He was waiting, now, for his sister to come home. Anna wished he would go, but word had spread – as word always did – that the cook had dropped dead and so Silas wanted the full story before returning to his rooms. It maddened Anna that suddenly Eve – what she did, what she said, where she was – was Silas’s business. She suspected herself of childish jealousy and tried hard to fight it, and yet here was this stranger, landed among them with tales of the world and his own wonderful success, and Anna – who, goodness knows, had been a stranger to Netherwood herself not so very long ago – found him hard to believe in. Not the reality of him, or his claim on Eve; no one could look at the two of them together and doubt they were siblings. Rather, it was a subtle, unsettling concern, hard for her to express in English, though she’d tried, earlier this afternoon, sitting in the allotment with Amos, sheltering from the downpour
under an old green umbrella that for the past three weeks had been needed solely for shade from the sun. The two of them had been avoiding the royal arrival – Amos thought the king a scandalous drain on the nation’s coffers, Anna thought him merely scandalous – but it had been Silas Whittam on Anna’s mind as they bided their time in the deluge.

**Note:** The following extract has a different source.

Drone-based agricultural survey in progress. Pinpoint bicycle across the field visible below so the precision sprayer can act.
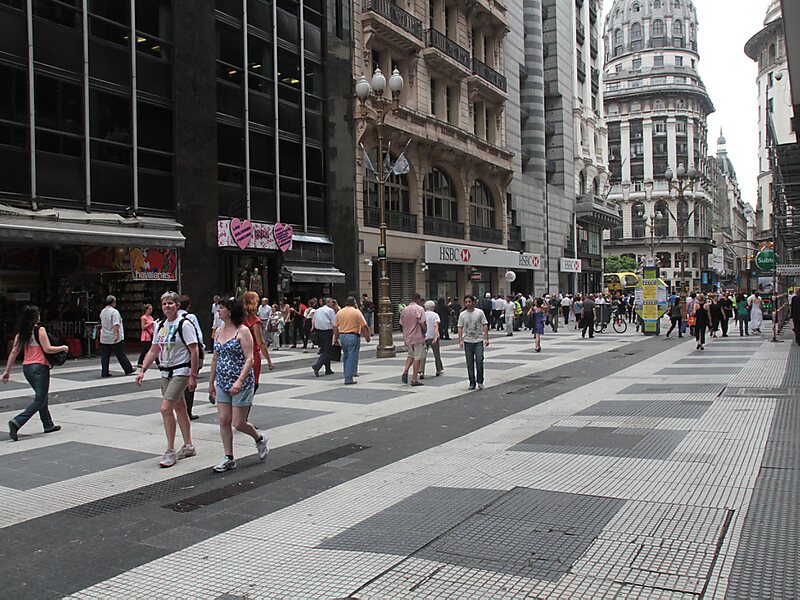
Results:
[594,309,628,333]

‘He’s too … too sure of himself and too … ah, what is word?’

‘Good to be true?’ said Amos, who didn’t mind Silas but could see that the wonder of him might wear thin if you were too long in his company.

‘That, yes. But also he is too often blowing his trumpet.’

Amos didn’t laugh or correct her because he could see how serious Anna was. It troubled her, he knew, that her response to Silas was so different from Eve’s.

‘Aye well, ’appen folk’ll tire o’ listenin’. No point blowin’ a trumpet when you’ve lost yer audience.’

Anna picked up a twig and began to draw it through the earth. Much as it craved the rain, the sun-baked soil was slow to absorb it; water collected in the track she made, forming a miniature canal as it followed the trail left by her stick.

‘When he first came, he seemed interesting. Not many people I meet here have seen anything of world.’

‘No. Bit short of globetrotters in our little corner,’ said Amos.

‘But always he comes and tells stories of his great adventures and always he is great hero. It makes me …’

‘Suspicious?’

She nodded. ‘Sort of. And sad,’ she said, ‘because Eve is so happy to have him here. But I don’t think he’s kind man, and always I’m thinking, what is it you want? Why is it you’re here?’ She looked at him glumly and Amos wondered, not for the first time, what she would do if he put an arm round her shoulders.

‘Look,’ he said, instead. ‘Silas Whittam won’t be around
for too long if ’e’s t’big shot ’e reckons to be. A man like that ’as to keep an eye on ’is business.’

‘This is what I think,’ said Anna. She fell silent for a moment, drawing now a small nine-square grid in the earth with her twig. Then she looked at Amos again.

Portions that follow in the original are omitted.